Treatment with low dose osimertinib demonstrated good efficacy and tolerability in -mutated advanced NSCLC patients who failed first-line treatment with first- or second-generation EGFR TKIs due to T790M mutation.

摘要

背景

表皮生长因子受体(EGFR)突变的晚期非小细胞肺癌(NSCLC)对较低剂量奥希替尼(每日一次20 mg和每日一次40 mg)的反应率与推荐剂量每日一次80 mg相似,但缺乏关于较低剂量奥希替尼对生存结果影响的真实世界证据。

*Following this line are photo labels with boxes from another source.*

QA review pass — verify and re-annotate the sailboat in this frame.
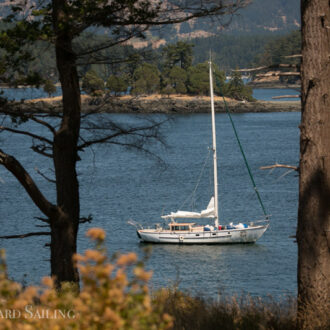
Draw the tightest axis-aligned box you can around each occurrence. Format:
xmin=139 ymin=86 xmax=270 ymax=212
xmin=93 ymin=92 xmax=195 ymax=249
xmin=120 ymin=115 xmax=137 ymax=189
xmin=137 ymin=61 xmax=269 ymax=244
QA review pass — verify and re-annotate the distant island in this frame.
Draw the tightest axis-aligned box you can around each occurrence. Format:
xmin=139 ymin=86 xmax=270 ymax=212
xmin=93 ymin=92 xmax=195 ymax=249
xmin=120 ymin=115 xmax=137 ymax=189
xmin=20 ymin=94 xmax=301 ymax=114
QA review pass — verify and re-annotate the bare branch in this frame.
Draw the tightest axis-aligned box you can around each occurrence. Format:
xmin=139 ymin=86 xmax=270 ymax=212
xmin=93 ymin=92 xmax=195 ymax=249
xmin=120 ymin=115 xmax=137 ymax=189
xmin=31 ymin=145 xmax=53 ymax=158
xmin=260 ymin=163 xmax=299 ymax=171
xmin=34 ymin=217 xmax=50 ymax=224
xmin=0 ymin=149 xmax=58 ymax=218
xmin=0 ymin=231 xmax=50 ymax=239
xmin=0 ymin=126 xmax=53 ymax=145
xmin=79 ymin=214 xmax=93 ymax=223
xmin=34 ymin=167 xmax=56 ymax=183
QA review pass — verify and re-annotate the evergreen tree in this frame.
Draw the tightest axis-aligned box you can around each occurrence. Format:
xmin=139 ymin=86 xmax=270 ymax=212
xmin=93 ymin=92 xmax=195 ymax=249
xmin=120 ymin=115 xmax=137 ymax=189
xmin=224 ymin=71 xmax=253 ymax=101
xmin=106 ymin=75 xmax=128 ymax=95
xmin=163 ymin=41 xmax=194 ymax=70
xmin=169 ymin=66 xmax=187 ymax=94
xmin=132 ymin=63 xmax=160 ymax=95
xmin=82 ymin=70 xmax=104 ymax=95
xmin=43 ymin=79 xmax=57 ymax=97
xmin=187 ymin=63 xmax=225 ymax=95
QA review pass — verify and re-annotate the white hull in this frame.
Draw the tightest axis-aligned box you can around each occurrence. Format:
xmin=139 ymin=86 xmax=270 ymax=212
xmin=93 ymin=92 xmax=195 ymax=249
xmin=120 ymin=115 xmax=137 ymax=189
xmin=137 ymin=224 xmax=268 ymax=244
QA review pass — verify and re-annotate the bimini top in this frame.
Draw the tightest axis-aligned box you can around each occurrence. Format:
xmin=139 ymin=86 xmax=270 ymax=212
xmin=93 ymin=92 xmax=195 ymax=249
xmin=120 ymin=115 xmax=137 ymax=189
xmin=162 ymin=197 xmax=215 ymax=219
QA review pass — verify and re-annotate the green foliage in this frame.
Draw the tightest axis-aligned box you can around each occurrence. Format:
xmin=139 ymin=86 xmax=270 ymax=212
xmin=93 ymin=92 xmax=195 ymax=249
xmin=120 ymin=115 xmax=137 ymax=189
xmin=187 ymin=63 xmax=225 ymax=95
xmin=43 ymin=79 xmax=57 ymax=97
xmin=162 ymin=41 xmax=194 ymax=70
xmin=255 ymin=31 xmax=301 ymax=66
xmin=82 ymin=70 xmax=104 ymax=95
xmin=106 ymin=75 xmax=128 ymax=95
xmin=169 ymin=66 xmax=187 ymax=94
xmin=223 ymin=71 xmax=254 ymax=101
xmin=158 ymin=288 xmax=298 ymax=330
xmin=0 ymin=228 xmax=172 ymax=330
xmin=193 ymin=34 xmax=278 ymax=72
xmin=132 ymin=63 xmax=160 ymax=94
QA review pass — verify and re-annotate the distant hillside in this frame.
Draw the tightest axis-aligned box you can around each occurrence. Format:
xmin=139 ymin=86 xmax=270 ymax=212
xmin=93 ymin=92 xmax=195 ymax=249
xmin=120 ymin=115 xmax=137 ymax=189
xmin=153 ymin=0 xmax=300 ymax=41
xmin=0 ymin=0 xmax=300 ymax=37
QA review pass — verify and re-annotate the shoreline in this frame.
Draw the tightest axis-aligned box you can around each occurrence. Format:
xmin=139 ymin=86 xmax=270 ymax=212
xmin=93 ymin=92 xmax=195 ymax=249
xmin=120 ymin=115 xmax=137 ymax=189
xmin=16 ymin=95 xmax=301 ymax=114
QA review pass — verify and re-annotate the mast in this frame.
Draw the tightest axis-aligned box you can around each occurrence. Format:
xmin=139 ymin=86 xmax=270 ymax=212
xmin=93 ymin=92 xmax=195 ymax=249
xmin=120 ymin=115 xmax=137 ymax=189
xmin=209 ymin=59 xmax=219 ymax=228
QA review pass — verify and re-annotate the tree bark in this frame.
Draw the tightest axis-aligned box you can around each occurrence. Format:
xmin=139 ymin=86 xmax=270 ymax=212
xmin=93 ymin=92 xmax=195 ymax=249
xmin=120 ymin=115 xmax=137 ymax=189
xmin=50 ymin=0 xmax=81 ymax=283
xmin=297 ymin=0 xmax=330 ymax=329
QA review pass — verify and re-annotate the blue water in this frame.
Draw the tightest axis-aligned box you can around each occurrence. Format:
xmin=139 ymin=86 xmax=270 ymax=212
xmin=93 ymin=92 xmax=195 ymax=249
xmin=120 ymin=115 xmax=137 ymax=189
xmin=0 ymin=87 xmax=300 ymax=101
xmin=0 ymin=112 xmax=300 ymax=298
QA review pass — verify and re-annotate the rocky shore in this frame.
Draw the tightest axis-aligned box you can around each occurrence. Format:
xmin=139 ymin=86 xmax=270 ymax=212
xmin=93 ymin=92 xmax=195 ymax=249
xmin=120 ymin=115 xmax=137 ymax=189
xmin=20 ymin=95 xmax=301 ymax=114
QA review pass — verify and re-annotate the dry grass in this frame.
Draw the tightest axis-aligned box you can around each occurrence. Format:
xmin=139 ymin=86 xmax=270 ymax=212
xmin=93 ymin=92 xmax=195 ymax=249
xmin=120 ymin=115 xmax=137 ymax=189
xmin=158 ymin=289 xmax=297 ymax=330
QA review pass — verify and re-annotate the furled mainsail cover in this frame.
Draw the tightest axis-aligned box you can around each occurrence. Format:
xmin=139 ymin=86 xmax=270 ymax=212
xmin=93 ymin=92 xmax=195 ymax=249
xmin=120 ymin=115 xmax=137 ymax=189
xmin=162 ymin=197 xmax=214 ymax=219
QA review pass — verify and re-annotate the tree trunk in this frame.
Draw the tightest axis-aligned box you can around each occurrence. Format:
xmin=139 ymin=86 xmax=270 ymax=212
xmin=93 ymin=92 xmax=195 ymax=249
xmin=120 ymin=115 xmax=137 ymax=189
xmin=51 ymin=0 xmax=81 ymax=283
xmin=297 ymin=0 xmax=330 ymax=329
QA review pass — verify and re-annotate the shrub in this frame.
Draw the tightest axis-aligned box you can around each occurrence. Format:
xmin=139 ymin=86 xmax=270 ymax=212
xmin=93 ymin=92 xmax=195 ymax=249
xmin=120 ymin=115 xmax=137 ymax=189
xmin=0 ymin=228 xmax=172 ymax=330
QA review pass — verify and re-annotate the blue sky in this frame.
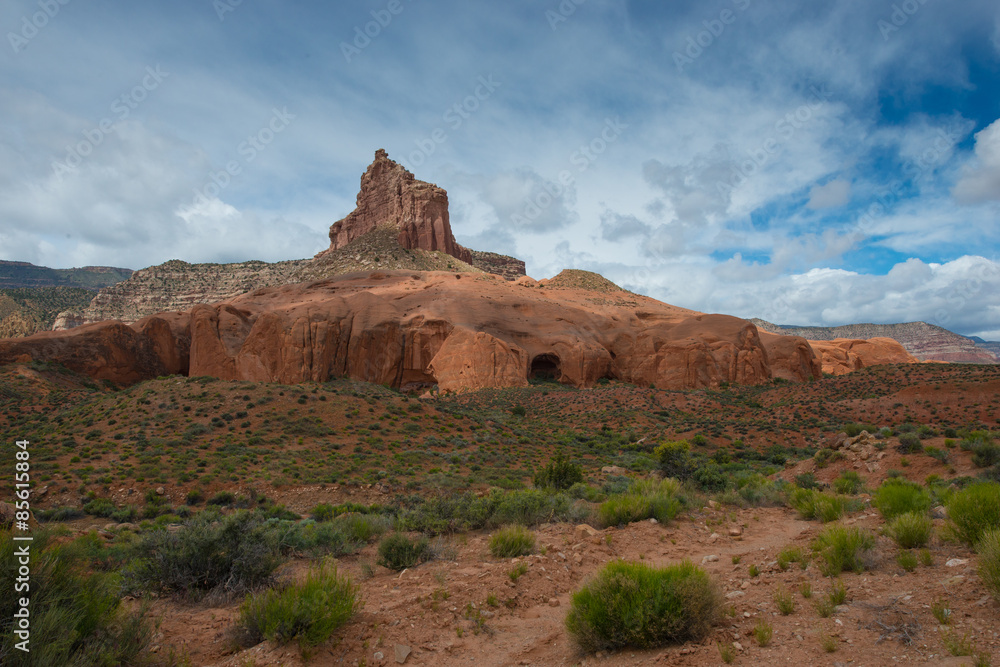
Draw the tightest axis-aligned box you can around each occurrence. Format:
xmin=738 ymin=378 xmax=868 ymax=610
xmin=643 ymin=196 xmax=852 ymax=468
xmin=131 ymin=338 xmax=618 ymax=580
xmin=0 ymin=0 xmax=1000 ymax=340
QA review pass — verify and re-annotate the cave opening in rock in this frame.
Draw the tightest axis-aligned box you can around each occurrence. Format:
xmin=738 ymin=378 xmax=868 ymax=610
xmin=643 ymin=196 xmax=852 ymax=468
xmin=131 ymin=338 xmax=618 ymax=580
xmin=528 ymin=354 xmax=562 ymax=382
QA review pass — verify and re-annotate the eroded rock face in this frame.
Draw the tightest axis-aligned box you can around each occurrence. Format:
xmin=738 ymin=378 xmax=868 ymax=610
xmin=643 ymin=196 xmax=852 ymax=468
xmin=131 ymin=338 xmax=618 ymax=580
xmin=0 ymin=271 xmax=819 ymax=391
xmin=317 ymin=149 xmax=472 ymax=264
xmin=809 ymin=338 xmax=920 ymax=375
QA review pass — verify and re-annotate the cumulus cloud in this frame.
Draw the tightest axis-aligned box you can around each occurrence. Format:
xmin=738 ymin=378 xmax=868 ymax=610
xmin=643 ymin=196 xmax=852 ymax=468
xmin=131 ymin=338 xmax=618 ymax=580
xmin=807 ymin=179 xmax=851 ymax=210
xmin=479 ymin=168 xmax=578 ymax=234
xmin=952 ymin=120 xmax=1000 ymax=204
xmin=601 ymin=210 xmax=650 ymax=241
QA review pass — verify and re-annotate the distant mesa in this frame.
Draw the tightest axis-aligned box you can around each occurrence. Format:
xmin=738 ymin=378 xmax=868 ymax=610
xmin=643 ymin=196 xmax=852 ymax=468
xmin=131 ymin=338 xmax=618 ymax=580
xmin=0 ymin=150 xmax=972 ymax=392
xmin=0 ymin=270 xmax=821 ymax=392
xmin=751 ymin=319 xmax=1000 ymax=364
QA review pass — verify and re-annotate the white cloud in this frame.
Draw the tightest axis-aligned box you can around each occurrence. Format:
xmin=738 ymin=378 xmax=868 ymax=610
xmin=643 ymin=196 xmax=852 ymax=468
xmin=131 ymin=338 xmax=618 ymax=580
xmin=952 ymin=120 xmax=1000 ymax=204
xmin=807 ymin=179 xmax=851 ymax=210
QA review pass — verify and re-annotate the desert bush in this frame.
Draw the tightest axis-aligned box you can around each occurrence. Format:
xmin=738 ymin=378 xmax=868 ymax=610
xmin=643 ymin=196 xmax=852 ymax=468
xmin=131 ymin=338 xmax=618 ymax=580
xmin=238 ymin=563 xmax=361 ymax=647
xmin=124 ymin=511 xmax=282 ymax=597
xmin=534 ymin=452 xmax=583 ymax=491
xmin=948 ymin=482 xmax=1000 ymax=546
xmin=833 ymin=470 xmax=864 ymax=496
xmin=872 ymin=477 xmax=931 ymax=521
xmin=566 ymin=561 xmax=722 ymax=652
xmin=0 ymin=530 xmax=153 ymax=667
xmin=376 ymin=533 xmax=431 ymax=570
xmin=490 ymin=524 xmax=535 ymax=558
xmin=795 ymin=472 xmax=819 ymax=489
xmin=736 ymin=473 xmax=784 ymax=507
xmin=787 ymin=488 xmax=859 ymax=523
xmin=972 ymin=442 xmax=1000 ymax=468
xmin=896 ymin=433 xmax=924 ymax=454
xmin=653 ymin=440 xmax=691 ymax=480
xmin=597 ymin=478 xmax=681 ymax=527
xmin=886 ymin=512 xmax=934 ymax=549
xmin=83 ymin=498 xmax=118 ymax=517
xmin=976 ymin=528 xmax=1000 ymax=602
xmin=812 ymin=526 xmax=875 ymax=577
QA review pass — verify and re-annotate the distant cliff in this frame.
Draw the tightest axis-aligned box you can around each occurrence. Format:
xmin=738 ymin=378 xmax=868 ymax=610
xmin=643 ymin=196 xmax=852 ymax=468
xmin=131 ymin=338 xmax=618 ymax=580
xmin=750 ymin=319 xmax=1000 ymax=364
xmin=0 ymin=260 xmax=132 ymax=292
xmin=82 ymin=259 xmax=309 ymax=323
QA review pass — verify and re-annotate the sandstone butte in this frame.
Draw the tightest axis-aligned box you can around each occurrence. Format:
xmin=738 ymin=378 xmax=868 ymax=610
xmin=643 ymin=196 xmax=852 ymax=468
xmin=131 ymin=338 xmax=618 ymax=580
xmin=809 ymin=338 xmax=920 ymax=375
xmin=0 ymin=150 xmax=915 ymax=392
xmin=317 ymin=149 xmax=472 ymax=264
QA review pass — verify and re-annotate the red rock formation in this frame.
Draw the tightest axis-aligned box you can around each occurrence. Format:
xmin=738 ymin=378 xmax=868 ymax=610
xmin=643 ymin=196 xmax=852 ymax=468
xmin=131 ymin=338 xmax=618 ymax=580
xmin=0 ymin=271 xmax=819 ymax=391
xmin=317 ymin=148 xmax=472 ymax=264
xmin=809 ymin=338 xmax=920 ymax=375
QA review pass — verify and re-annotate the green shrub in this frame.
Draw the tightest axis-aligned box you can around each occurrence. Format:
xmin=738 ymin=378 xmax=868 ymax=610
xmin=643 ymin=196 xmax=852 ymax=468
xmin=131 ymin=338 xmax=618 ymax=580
xmin=0 ymin=529 xmax=153 ymax=667
xmin=972 ymin=442 xmax=1000 ymax=468
xmin=83 ymin=498 xmax=118 ymax=517
xmin=976 ymin=528 xmax=1000 ymax=602
xmin=872 ymin=477 xmax=931 ymax=521
xmin=795 ymin=472 xmax=819 ymax=489
xmin=948 ymin=482 xmax=1000 ymax=546
xmin=896 ymin=433 xmax=924 ymax=454
xmin=239 ymin=563 xmax=361 ymax=647
xmin=376 ymin=533 xmax=431 ymax=570
xmin=812 ymin=526 xmax=875 ymax=577
xmin=597 ymin=479 xmax=681 ymax=527
xmin=309 ymin=503 xmax=334 ymax=521
xmin=534 ymin=452 xmax=583 ymax=490
xmin=490 ymin=524 xmax=535 ymax=558
xmin=896 ymin=549 xmax=917 ymax=572
xmin=653 ymin=440 xmax=691 ymax=480
xmin=208 ymin=491 xmax=236 ymax=506
xmin=886 ymin=512 xmax=934 ymax=549
xmin=566 ymin=561 xmax=722 ymax=652
xmin=787 ymin=488 xmax=859 ymax=523
xmin=833 ymin=470 xmax=864 ymax=496
xmin=124 ymin=511 xmax=281 ymax=596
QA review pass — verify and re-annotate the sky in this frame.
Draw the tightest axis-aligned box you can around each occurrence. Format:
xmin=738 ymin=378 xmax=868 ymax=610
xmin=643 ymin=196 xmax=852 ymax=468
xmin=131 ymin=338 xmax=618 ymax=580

我们开展本研究以评估在真实世界临床实践中,较低剂量奥希替尼用于疾病在早期EGFR酪氨酸激酶抑制剂(TKIs)治疗后进展的EGFR突变晚期NSCLC患者的疗效和安全性。

方法

这项多中心回顾性研究纳入了因获得性T790M突变而在第一代或第二代EGFR TKIs治疗失败后接受低剂量奥希替尼治疗的EGFR突变晚期NSCLC患者。从患者病历中收集人口统计学、分期、治疗史、基于RECIST 1.1的最佳总体缓解率(ORR)和不良事件(AE)数据。描述性数据以百分比和中位数表示。采用Kaplan-Meier方法计算无进展生存期(PFS)和总生存期(OS)。

结果

在研究的22例患者中(男性8例,女性14例;东部肿瘤协作组[ECOG] 1或2分7例,ECOG 3或4分15例),45.5%患者接受每日一次40 mg治疗,31.8%患者接受隔日一次80 mg治疗,22.7%患者接受隔日一次40 mg治疗。一线使用的EGFR TKIs包括阿法替尼、厄洛替尼和吉非替尼。二线低剂量奥希替尼的ORR为77.3%。总体而言,中位PFS为10.0个月[95%置信区间(CI):8.6 - 11.4],中位OS为13.0个月(95% CI:9.4 - 16.6)。ECOG 1或2分的患者中,中位PFS为18.0个月(95% CI:5.8 - 30.2),分析时中位OS未达到。ECOG体能状态为3分和4分的患者也有较好的生存结果,中位PFS为7.0个月(95% CI:4.7 - 9.3),中位OS为10.0个月(95% CI:7.5 - 12.5)。除1例甲沟炎外,所有AE均为1级。无3级或4级AE。

结论

对于因T790M突变而一线治疗失败的EGFR突变晚期NSCLC患者,低剂量奥希替尼治疗显示出良好的疗效和耐受性。